The EPA and governmental organizations make a farce of stomping down this type of action, usually their pockets are lined with bucks, too. One such idea to balance this is the Cap & Trade System. The idea is totally new to me so I can’t write much on it, but essentially it allows those who produce a ton of Carbon into the atmosphere to pay people, essentially trading with them, who are sinking carbon back into the earth from the atmosphere.
What a Forest Does
Forests, of course, through the incredible respiration of trees, naturally act as carbon sinks. This is now scientifically documented at what rate this process happens and a large corporation, that has scientifically deduced the rate at which they are releasing carbon, can invest in a long term trade with a forest to balance out their negative effect.
Our friend has engaged the aforementioned forest in such a Cap & Trade deal, which will last for about 125 years. It is this role which we are talking with him about managing.
Could someone you don’t know right now be an ancestor to you?
The fact that this person, who we’ve only known for about 3 years, has worked for the past 25 years setting this up and devising a way to make a sustainable business in our local area – for someone who will come after him! Is incredible. He has essentially worked with the next 7 generations in mind not knowing who would take the work on for him!
Ini and I aren’t sure if we’ll have kids and while we have 1 niece and 1 nephew at this point in time, there’s no telling if a blood relative will want to pick up and carry on what we’ve created here. Fruit and nut trees will be abundant by the time they’re entering college, but who can say what their dreams will lead them to. We’ve often wondered who will carry on our dreams. Could we, like our friend, be preparing something for someone not even born yet who we’ll meet many years down the road?
If you can complete your dream in your lifetime, you’re not dreaming big enough.
Winona LaDuke recently crowdfunded a hemp farm that will empower Native American youth and in one of her emails she wrote the quote above. It has sat with me ever since. Am I dreaming big enough? Including a vision which propels and energizes the next 7 generations? Am I dreaming something which is viable or healthy for the next 150 years (and not only of humans, but the entire biosphere)?

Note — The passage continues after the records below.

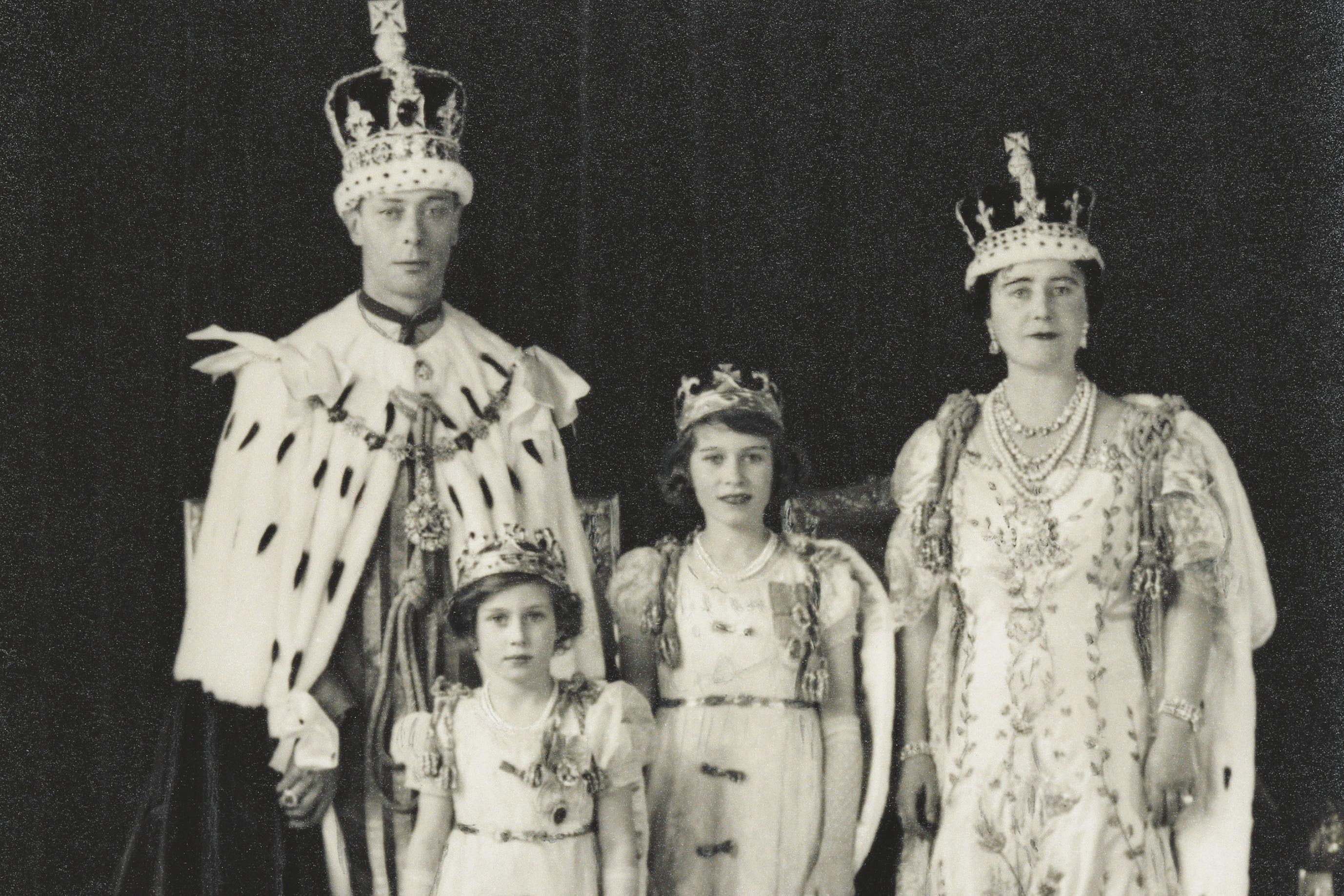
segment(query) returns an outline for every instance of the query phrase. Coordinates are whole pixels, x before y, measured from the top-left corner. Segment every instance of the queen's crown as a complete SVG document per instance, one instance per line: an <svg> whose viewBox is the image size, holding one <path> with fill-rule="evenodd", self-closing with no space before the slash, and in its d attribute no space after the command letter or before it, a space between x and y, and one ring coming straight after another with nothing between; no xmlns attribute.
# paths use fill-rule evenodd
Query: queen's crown
<svg viewBox="0 0 1344 896"><path fill-rule="evenodd" d="M1024 261L1056 258L1101 265L1101 253L1087 238L1097 200L1093 189L1064 183L1038 185L1025 133L1004 137L1004 150L1016 183L985 187L957 203L957 220L974 250L966 289L984 274Z"/></svg>

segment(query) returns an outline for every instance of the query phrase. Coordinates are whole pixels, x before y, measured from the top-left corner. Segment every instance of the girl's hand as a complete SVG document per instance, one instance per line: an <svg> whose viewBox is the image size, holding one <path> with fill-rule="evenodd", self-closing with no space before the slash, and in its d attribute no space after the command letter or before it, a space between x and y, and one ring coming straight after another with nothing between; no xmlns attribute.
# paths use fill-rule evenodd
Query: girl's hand
<svg viewBox="0 0 1344 896"><path fill-rule="evenodd" d="M280 807L289 817L290 827L312 827L323 819L336 798L335 768L298 768L293 762L276 785Z"/></svg>
<svg viewBox="0 0 1344 896"><path fill-rule="evenodd" d="M1161 716L1144 766L1144 793L1154 827L1175 825L1181 809L1195 802L1195 733L1180 719Z"/></svg>
<svg viewBox="0 0 1344 896"><path fill-rule="evenodd" d="M853 896L853 857L821 856L808 875L802 896Z"/></svg>
<svg viewBox="0 0 1344 896"><path fill-rule="evenodd" d="M933 837L938 830L939 799L938 770L933 764L933 756L906 759L896 786L900 827L915 837Z"/></svg>

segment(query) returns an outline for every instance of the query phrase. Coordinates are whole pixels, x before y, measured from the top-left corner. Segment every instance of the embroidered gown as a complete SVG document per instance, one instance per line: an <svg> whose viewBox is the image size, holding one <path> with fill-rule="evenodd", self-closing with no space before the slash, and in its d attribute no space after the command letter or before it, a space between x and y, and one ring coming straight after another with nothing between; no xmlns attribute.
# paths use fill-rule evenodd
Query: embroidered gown
<svg viewBox="0 0 1344 896"><path fill-rule="evenodd" d="M1149 825L1144 797L1150 721L1129 575L1138 506L1130 437L1146 412L1129 403L1116 437L1085 455L1074 486L1044 504L1013 490L988 423L972 433L950 496L950 578L962 595L961 625L949 595L935 594L934 574L917 560L918 505L937 489L935 424L921 427L902 451L888 580L900 622L937 613L927 696L942 811L931 856L907 838L899 893L1183 892L1171 832ZM1228 520L1207 442L1193 430L1216 437L1193 414L1175 419L1156 500L1173 568L1214 560L1222 571ZM1051 476L1070 472L1066 461ZM1215 618L1226 618L1222 595L1216 599ZM1218 668L1211 662L1208 674ZM1215 785L1207 768L1202 774L1207 799L1223 782ZM1238 783L1246 787L1249 819L1249 780Z"/></svg>
<svg viewBox="0 0 1344 896"><path fill-rule="evenodd" d="M653 893L794 896L817 858L821 725L814 704L798 701L812 572L797 548L806 544L817 548L818 631L853 637L867 587L860 576L875 578L847 545L788 536L745 579L716 575L694 549L677 552L672 614L680 665L659 662L649 779ZM665 557L655 548L621 557L610 587L617 613L645 618L659 599ZM698 703L739 696L757 700Z"/></svg>
<svg viewBox="0 0 1344 896"><path fill-rule="evenodd" d="M640 692L621 681L577 677L560 688L577 695L556 707L566 779L547 772L539 787L524 776L542 754L551 712L532 725L508 725L477 688L439 695L433 715L398 720L392 756L406 766L407 787L453 799L437 896L601 892L594 793L642 783L653 716ZM442 758L434 775L426 774L431 747Z"/></svg>

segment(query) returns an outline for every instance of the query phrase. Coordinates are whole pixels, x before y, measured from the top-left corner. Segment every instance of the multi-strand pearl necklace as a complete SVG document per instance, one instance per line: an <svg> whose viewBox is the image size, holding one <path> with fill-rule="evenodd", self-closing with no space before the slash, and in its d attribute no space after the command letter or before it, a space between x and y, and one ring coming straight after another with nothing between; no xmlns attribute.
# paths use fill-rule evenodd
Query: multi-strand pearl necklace
<svg viewBox="0 0 1344 896"><path fill-rule="evenodd" d="M699 557L700 563L704 564L704 568L708 570L716 579L727 579L728 582L745 582L765 568L765 564L769 563L770 557L774 556L774 548L778 544L780 544L780 536L771 532L770 537L766 539L765 547L761 549L761 555L750 564L743 567L741 571L734 574L724 572L718 567L718 564L710 556L710 552L704 549L703 544L700 544L699 535L695 536L694 549L695 549L695 556Z"/></svg>
<svg viewBox="0 0 1344 896"><path fill-rule="evenodd" d="M1070 400L1074 410L1055 429L1063 429L1063 434L1055 446L1042 457L1028 457L1025 451L1012 438L1012 424L1007 414L1007 399L1003 399L1003 383L1000 383L989 400L989 445L1003 462L1004 473L1012 484L1013 490L1028 501L1050 502L1066 494L1074 488L1083 467L1083 457L1087 445L1091 442L1093 423L1097 418L1097 386L1087 377L1079 382L1081 399L1075 403ZM1007 411L1007 414L1005 414ZM1059 469L1060 462L1068 457L1070 474L1055 488L1047 489L1046 480Z"/></svg>
<svg viewBox="0 0 1344 896"><path fill-rule="evenodd" d="M1003 414L1003 420L1008 424L1008 429L1017 435L1030 439L1039 435L1051 435L1067 423L1078 411L1078 404L1082 402L1083 395L1087 391L1087 387L1085 386L1086 383L1087 377L1079 372L1074 380L1074 394L1068 396L1068 402L1064 404L1064 408L1059 411L1059 416L1055 418L1055 422L1047 423L1046 426L1027 426L1019 420L1017 415L1012 412L1012 404L1008 403L1008 394L1004 391L1003 383L999 383L999 386L995 387L995 391L991 394L991 399L995 402L995 410Z"/></svg>

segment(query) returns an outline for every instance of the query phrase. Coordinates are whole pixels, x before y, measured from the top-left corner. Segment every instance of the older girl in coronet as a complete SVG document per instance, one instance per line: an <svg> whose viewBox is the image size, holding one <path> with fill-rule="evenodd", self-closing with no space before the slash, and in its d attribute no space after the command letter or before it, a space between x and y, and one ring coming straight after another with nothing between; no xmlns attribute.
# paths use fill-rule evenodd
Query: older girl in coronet
<svg viewBox="0 0 1344 896"><path fill-rule="evenodd" d="M625 674L657 705L652 889L848 896L853 639L862 619L890 652L884 590L849 547L767 528L801 462L769 377L722 365L683 380L679 403L664 493L704 527L630 551L612 582ZM884 794L870 794L878 809Z"/></svg>

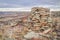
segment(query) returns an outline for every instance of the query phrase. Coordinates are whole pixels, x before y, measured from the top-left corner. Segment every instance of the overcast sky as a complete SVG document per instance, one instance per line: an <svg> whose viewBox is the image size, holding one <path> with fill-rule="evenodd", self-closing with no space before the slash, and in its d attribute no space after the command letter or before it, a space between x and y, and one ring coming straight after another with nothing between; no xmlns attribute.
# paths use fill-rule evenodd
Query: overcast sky
<svg viewBox="0 0 60 40"><path fill-rule="evenodd" d="M0 0L0 8L30 8L44 6L60 8L60 0Z"/></svg>

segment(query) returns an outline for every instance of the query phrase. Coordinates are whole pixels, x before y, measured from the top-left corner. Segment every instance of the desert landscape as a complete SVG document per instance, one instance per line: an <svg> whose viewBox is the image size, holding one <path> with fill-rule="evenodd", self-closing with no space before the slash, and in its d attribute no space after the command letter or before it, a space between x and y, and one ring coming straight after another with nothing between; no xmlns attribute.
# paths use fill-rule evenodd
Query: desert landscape
<svg viewBox="0 0 60 40"><path fill-rule="evenodd" d="M60 11L0 11L0 40L60 40Z"/></svg>

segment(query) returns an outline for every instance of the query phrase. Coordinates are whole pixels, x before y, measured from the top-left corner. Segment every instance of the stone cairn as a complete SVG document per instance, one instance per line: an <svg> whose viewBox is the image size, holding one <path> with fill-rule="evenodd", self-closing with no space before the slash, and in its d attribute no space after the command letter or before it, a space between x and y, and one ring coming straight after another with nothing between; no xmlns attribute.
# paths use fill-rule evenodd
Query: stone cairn
<svg viewBox="0 0 60 40"><path fill-rule="evenodd" d="M46 36L51 40L55 39L56 33L53 32L53 20L50 9L43 7L32 8L31 14L28 17L28 24L31 30L43 34L42 36ZM44 40L44 37L42 40Z"/></svg>

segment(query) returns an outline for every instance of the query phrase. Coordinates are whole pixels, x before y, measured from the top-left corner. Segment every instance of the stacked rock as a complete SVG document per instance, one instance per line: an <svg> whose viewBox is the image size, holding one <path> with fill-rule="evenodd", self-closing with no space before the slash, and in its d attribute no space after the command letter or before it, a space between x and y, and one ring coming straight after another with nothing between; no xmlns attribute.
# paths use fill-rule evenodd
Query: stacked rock
<svg viewBox="0 0 60 40"><path fill-rule="evenodd" d="M43 7L32 8L31 14L29 16L29 23L33 31L38 33L51 35L52 28L52 18L50 15L50 9Z"/></svg>

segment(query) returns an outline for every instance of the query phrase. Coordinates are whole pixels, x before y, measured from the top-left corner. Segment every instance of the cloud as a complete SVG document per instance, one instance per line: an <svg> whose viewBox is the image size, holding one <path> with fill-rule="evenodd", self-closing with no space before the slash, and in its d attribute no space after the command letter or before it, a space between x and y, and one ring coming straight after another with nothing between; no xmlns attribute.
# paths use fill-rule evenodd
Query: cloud
<svg viewBox="0 0 60 40"><path fill-rule="evenodd" d="M20 5L17 4L8 4L8 3L0 3L0 8L9 8L9 7L20 7Z"/></svg>

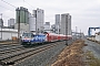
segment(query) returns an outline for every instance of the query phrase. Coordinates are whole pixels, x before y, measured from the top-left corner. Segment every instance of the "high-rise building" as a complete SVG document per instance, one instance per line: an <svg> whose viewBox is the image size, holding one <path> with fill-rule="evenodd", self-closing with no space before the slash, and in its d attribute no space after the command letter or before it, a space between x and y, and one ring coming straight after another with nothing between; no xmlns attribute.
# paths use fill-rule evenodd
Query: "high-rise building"
<svg viewBox="0 0 100 66"><path fill-rule="evenodd" d="M44 11L38 8L37 10L33 10L33 16L36 18L36 32L43 32Z"/></svg>
<svg viewBox="0 0 100 66"><path fill-rule="evenodd" d="M0 19L0 28L3 26L3 20Z"/></svg>
<svg viewBox="0 0 100 66"><path fill-rule="evenodd" d="M61 21L60 21L60 14L56 14L56 33L60 34L60 25L61 25Z"/></svg>
<svg viewBox="0 0 100 66"><path fill-rule="evenodd" d="M27 8L20 7L16 9L17 12L17 23L20 21L20 23L29 23L29 11Z"/></svg>
<svg viewBox="0 0 100 66"><path fill-rule="evenodd" d="M71 35L71 15L61 14L61 34Z"/></svg>
<svg viewBox="0 0 100 66"><path fill-rule="evenodd" d="M8 20L8 26L9 28L14 28L14 19Z"/></svg>
<svg viewBox="0 0 100 66"><path fill-rule="evenodd" d="M44 32L50 32L50 22L46 22L44 24Z"/></svg>
<svg viewBox="0 0 100 66"><path fill-rule="evenodd" d="M16 24L14 29L18 30L20 23L20 31L29 32L29 11L27 8L20 7L16 9Z"/></svg>
<svg viewBox="0 0 100 66"><path fill-rule="evenodd" d="M29 13L29 29L30 32L36 32L36 18Z"/></svg>

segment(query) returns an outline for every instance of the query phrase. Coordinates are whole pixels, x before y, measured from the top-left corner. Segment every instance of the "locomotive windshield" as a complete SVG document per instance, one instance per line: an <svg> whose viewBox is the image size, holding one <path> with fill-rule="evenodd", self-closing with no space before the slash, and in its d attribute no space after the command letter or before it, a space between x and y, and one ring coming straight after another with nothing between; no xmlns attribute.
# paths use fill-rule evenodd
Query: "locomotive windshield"
<svg viewBox="0 0 100 66"><path fill-rule="evenodd" d="M22 36L27 36L27 37L33 37L33 34L32 33L23 33Z"/></svg>

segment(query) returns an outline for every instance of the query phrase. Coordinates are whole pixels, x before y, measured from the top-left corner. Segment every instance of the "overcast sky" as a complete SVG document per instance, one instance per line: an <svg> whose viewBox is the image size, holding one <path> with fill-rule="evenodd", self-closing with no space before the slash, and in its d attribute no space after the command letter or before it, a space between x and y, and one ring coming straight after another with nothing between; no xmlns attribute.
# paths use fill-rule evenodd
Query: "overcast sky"
<svg viewBox="0 0 100 66"><path fill-rule="evenodd" d="M72 15L72 30L88 32L89 26L100 26L100 0L3 0L14 7L24 7L32 10L44 10L44 21L54 23L54 14L70 13ZM16 18L16 8L0 0L0 13L3 15L4 25L10 18ZM23 2L24 1L24 2ZM29 6L29 4L31 6Z"/></svg>

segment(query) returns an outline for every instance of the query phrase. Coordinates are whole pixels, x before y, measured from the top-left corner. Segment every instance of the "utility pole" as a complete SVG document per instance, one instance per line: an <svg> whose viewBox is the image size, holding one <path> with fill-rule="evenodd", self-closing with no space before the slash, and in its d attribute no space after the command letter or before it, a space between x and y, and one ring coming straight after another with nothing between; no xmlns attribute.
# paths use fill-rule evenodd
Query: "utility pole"
<svg viewBox="0 0 100 66"><path fill-rule="evenodd" d="M18 14L18 42L20 43L20 9L17 9Z"/></svg>
<svg viewBox="0 0 100 66"><path fill-rule="evenodd" d="M81 30L80 30L80 38L81 38Z"/></svg>
<svg viewBox="0 0 100 66"><path fill-rule="evenodd" d="M0 15L1 15L1 40L2 40L2 13Z"/></svg>
<svg viewBox="0 0 100 66"><path fill-rule="evenodd" d="M78 28L76 26L76 40L77 40L77 30L78 30Z"/></svg>

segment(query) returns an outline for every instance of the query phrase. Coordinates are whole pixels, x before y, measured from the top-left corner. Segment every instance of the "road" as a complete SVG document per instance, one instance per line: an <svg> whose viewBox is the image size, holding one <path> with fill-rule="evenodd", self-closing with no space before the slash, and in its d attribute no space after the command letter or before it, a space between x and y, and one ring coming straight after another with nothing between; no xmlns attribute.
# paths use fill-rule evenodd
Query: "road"
<svg viewBox="0 0 100 66"><path fill-rule="evenodd" d="M91 51L93 53L94 57L100 59L100 44L88 41L88 40L84 40L84 41L86 41L86 44L88 44L88 46L84 46L83 50Z"/></svg>

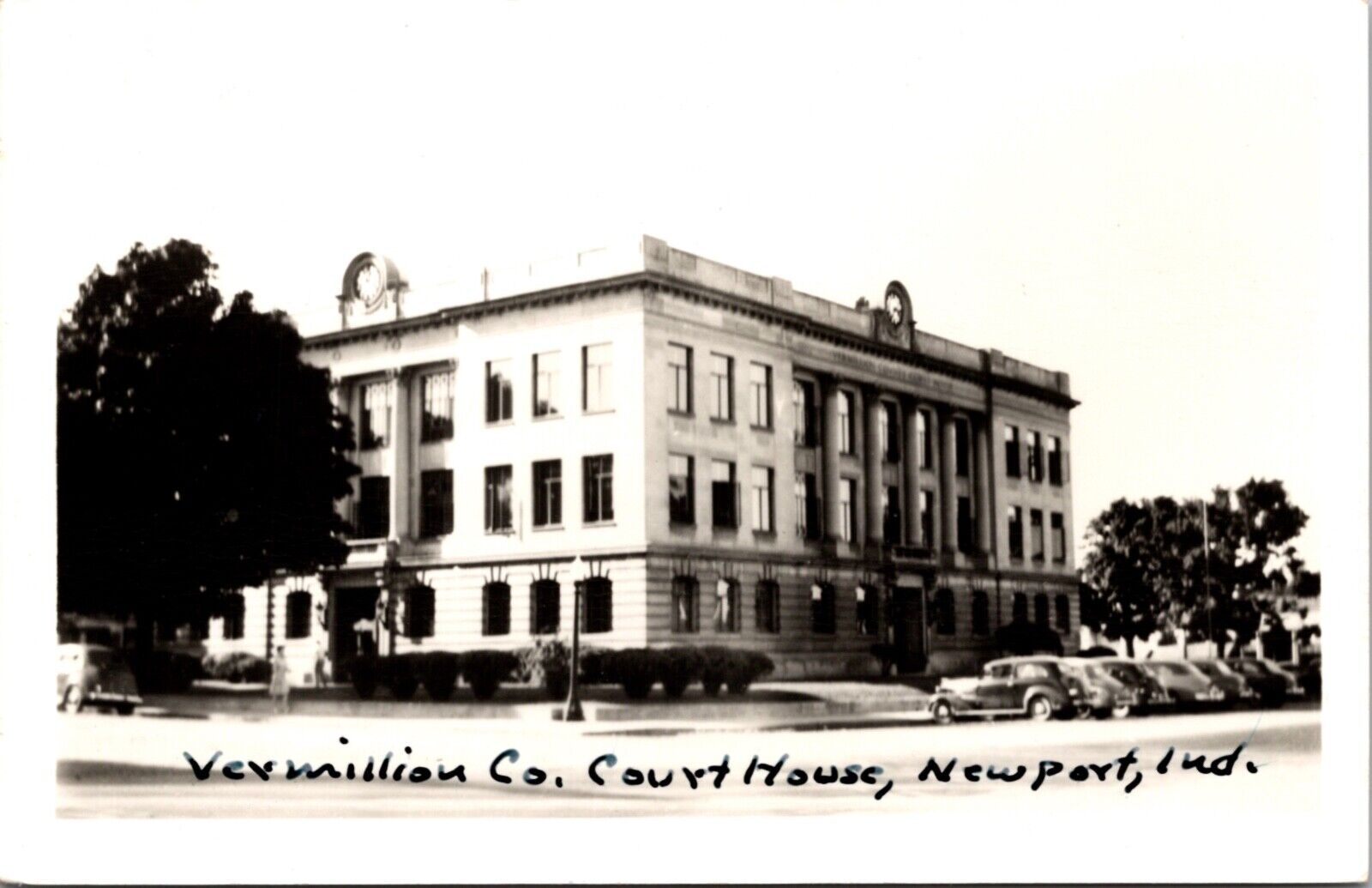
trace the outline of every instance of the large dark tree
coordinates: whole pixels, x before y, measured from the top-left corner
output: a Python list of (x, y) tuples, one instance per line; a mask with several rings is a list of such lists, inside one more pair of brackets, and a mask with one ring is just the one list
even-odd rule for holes
[(198, 244), (136, 244), (58, 331), (62, 611), (213, 611), (222, 592), (347, 556), (357, 467), (328, 371), (251, 294), (225, 307)]

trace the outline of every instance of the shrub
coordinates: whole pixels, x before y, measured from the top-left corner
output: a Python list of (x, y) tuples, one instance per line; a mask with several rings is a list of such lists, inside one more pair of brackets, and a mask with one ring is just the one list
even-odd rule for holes
[(204, 674), (220, 681), (236, 683), (266, 683), (272, 681), (272, 663), (247, 651), (232, 653), (207, 653), (200, 660)]
[(571, 681), (571, 649), (560, 638), (538, 638), (519, 652), (519, 678), (539, 685), (553, 700), (567, 696)]
[(348, 673), (353, 679), (353, 690), (357, 692), (357, 696), (370, 700), (372, 694), (376, 693), (376, 683), (380, 678), (376, 657), (365, 653), (358, 656), (348, 667)]
[(681, 697), (691, 682), (701, 677), (704, 657), (696, 648), (667, 648), (661, 652), (663, 690), (668, 697)]
[(423, 656), (424, 690), (428, 692), (429, 700), (442, 703), (453, 696), (457, 677), (462, 671), (462, 660), (446, 651), (434, 651)]
[(755, 681), (767, 675), (775, 666), (771, 657), (757, 651), (734, 651), (729, 668), (729, 693), (746, 693)]
[(509, 651), (468, 651), (462, 655), (462, 678), (477, 700), (490, 700), (501, 682), (509, 681), (520, 660)]
[(642, 700), (663, 675), (665, 657), (652, 648), (628, 648), (615, 651), (606, 659), (606, 678), (624, 689), (630, 700)]

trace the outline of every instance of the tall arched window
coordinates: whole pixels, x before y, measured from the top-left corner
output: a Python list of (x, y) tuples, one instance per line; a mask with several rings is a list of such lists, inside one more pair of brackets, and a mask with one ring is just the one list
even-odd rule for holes
[(952, 589), (934, 593), (934, 630), (940, 635), (951, 635), (958, 630), (958, 614), (954, 611)]
[(482, 634), (510, 634), (510, 587), (505, 582), (482, 586)]
[(604, 576), (591, 576), (582, 586), (582, 631), (608, 633), (615, 627), (615, 587)]
[(700, 630), (700, 583), (694, 576), (672, 576), (672, 631)]
[(991, 600), (981, 589), (971, 593), (971, 634), (991, 633)]
[(528, 589), (528, 631), (553, 635), (561, 624), (563, 589), (556, 579), (535, 579)]

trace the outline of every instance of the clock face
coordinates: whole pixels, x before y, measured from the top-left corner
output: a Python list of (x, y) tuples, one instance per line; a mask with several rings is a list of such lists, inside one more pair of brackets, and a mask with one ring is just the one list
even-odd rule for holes
[(364, 302), (375, 302), (381, 295), (381, 269), (375, 262), (368, 262), (357, 269), (353, 277), (353, 287)]
[(906, 305), (900, 301), (900, 294), (888, 292), (886, 294), (886, 317), (890, 318), (892, 327), (900, 325), (900, 318), (906, 313)]

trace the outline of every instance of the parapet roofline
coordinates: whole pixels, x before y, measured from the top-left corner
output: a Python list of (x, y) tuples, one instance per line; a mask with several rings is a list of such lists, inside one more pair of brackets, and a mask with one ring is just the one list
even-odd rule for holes
[[(594, 261), (587, 261), (587, 257), (594, 257)], [(557, 277), (565, 283), (546, 285)], [(918, 328), (912, 329), (912, 349), (878, 342), (873, 338), (874, 321), (870, 307), (863, 310), (822, 299), (792, 288), (786, 279), (753, 274), (678, 250), (664, 240), (646, 235), (637, 244), (637, 250), (587, 250), (565, 261), (547, 259), (514, 269), (484, 270), (473, 301), (413, 317), (307, 336), (305, 347), (313, 350), (347, 342), (365, 342), (488, 313), (643, 284), (715, 299), (727, 307), (756, 312), (770, 320), (789, 324), (811, 335), (836, 339), (849, 347), (873, 350), (885, 357), (955, 376), (989, 380), (996, 387), (1033, 394), (1067, 409), (1080, 404), (1070, 397), (1067, 373), (1006, 357), (995, 349), (973, 349)]]

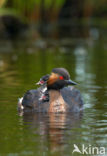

Am I thinking of water, soil, income streams, food, shelter, and more? Though it may sound like a lot, I really don’t think it is. It is living in alignment with our true nature which is connected to everything. To be out of balance with this nature creates disharmony and though we may reap short term gains and excuse ourselves for trying to survive, how are we influencing the lives of our great great great grandchildren or even the children of a stranger who will show up one day and fit magically into the puzzle we have created.
I think our friend I mentioned above is the first person I have met who has dedicated so much of his life and toiled to create a sustainable job for someone he’s not even sure will come. He does it because it was his promise to the woman who donated the land into a land trust, which is happening more and more nationwide. How do we not only “preserve” these places, but also allow them to bring in salaries based on good livelihood as we talked about yesterday in our “Putting the Eco back Economics” post? Balancing the negative effects of greedy corporations is one such way.